Summer Gardens: Getting Dirty With Your Kids

If your kid has a garden in his or her life, whether at school or in your backyard, you may already have a budding scientist, environmentalist or farmer on your hands.

To encourage summer learning, here are some ideas on getting dirty with kids.

Magical Bean Garden: Construct a sturdy tee-pee out of bamboo stakes and plant beans at the base of each pole. Scarlet runner beans are dark blue with streaks of purple. The green vines sprout vigorously, produce brilliant red flowers that attract hummingbirds and then yield eight-inch long beans.

Pizza Garden: Plant a circular plot with six triangular “wedges” of basil, tomatoes, parsley, oregano, onions and tomatoes.

Three Sisters Garden: The Lenape Indians who made New Jersey home, grew corn, squash and beans together in a space-efficient companion planting that increases yields, conserves water, provides vine support, and enriches the soil.

Moonlight Garden: Plant white flowers and foliage to gleam under a full moon, such as impatiens, daisies, dianthus, lamb’s ear, lavender and snapdragon. Local garden centers can also recommend night-bloomers like angel’s trumpet. Solar-powered or candle-lit lanterns add a magical glow for nighttime story reading.
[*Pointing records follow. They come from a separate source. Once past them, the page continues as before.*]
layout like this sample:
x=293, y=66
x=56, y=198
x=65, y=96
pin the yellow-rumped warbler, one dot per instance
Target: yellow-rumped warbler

Sun Garden: Sunflowers are a can’t-miss hit for little ones because the seeds are large enough for little fingers and the plants grow fast. Kids love observing how the flowers turn to track the sun’s progress across the sky.

Fairy House Garden: If you have a shady corner, you can create a fairy house garden. Consider the space from the vantage point of a very small being for whom delicate ferns are as big as a tree. Define the “yard” with decorative stones. Fairy houses are traditionally built with found twigs, bark, and moss, but a small decorated shoebox would work too. Hang a small wind chime or dream-catcher to let passing fairies know of the new vacancy.  

Invite Winged Visitors: If your kids’ interests run more to the feathered than foodie, put up a bird-feeder, add a fresh water source, and you are on your way to creating a Certified Backyard Habitat.

Go to School: Your local school gardens may need tending during summer break. Contact your school garden’s organizer to see if help is needed.

Sometimes plants don’t grow, sometimes they get eaten by pests and sometimes they die from neglect. That’s all part of the learning process.

Luckily, I’ve found that gardening is mostly about enjoying and learning about nature.